Provedores são responsáveis por CONTEÚDO ILÍCITO de usuários
- Thales de Menezes
- 4 de jun. de 2023
- 6 min de leitura
Atualizado: 10 de nov.

A responsabilidade das redes sociais por conteúdo ilícito é um dos temas jurídicos mais discutidos da atualidade. A questão ganhou força com o avanço das plataformas digitais e com o uso massivo das redes sociais como principal meio de informação e comunicação.
O ponto central do debate é definir até que ponto as plataformas, como Facebook, Instagram, X (antigo Twitter) e YouTube, podem ser responsabilizadas por conteúdos ofensivos, criminosos ou sabidamente falsos publicados por seus usuários.

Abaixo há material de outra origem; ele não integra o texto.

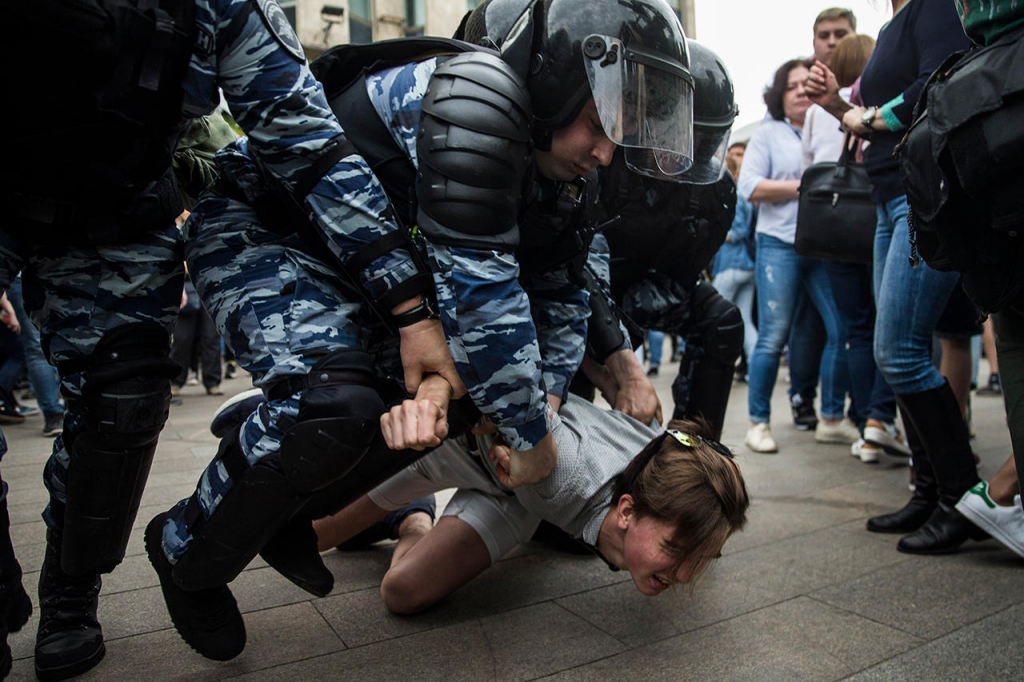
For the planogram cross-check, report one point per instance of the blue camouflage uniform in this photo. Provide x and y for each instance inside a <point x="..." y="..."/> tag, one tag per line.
<point x="513" y="335"/>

O Supremo Tribunal Federal (STF) analisa atualmente a constitucionalidade do artigo 19 da Lei nº 12.965/2014, o Marco Civil da Internet, que trata da responsabilidade civil dos provedores de aplicações e serviços de internet por atos de terceiros. A discussão busca equilibrar dois valores fundamentais: a liberdade de expressão e a proteção da honra, imagem e dignidade da pessoa humana.
O que diz o artigo 19 do Marco Civil da Internet
O artigo 19 da Lei nº 12.965/2014 estabelece o seguinte:
“Com o intuito de assegurar a liberdade de expressão e impedir a censura, o provedor de aplicações de internet somente poderá ser responsabilizado civilmente por danos decorrentes de conteúdo gerado por terceiros se, após ordem judicial específica, não tomar as providências para, no âmbito e nos limites técnicos do seu serviço e dentro do prazo assinalado, tornar indisponível o conteúdo apontado como infringente, ressalvadas as disposições legais em contrário.”
Esse dispositivo consagra uma regra de proteção para as plataformas digitais. Segundo o texto literal da lei, a responsabilidade civil do provedor só surge após ordem judicial que determine a exclusão do conteúdo ilícito.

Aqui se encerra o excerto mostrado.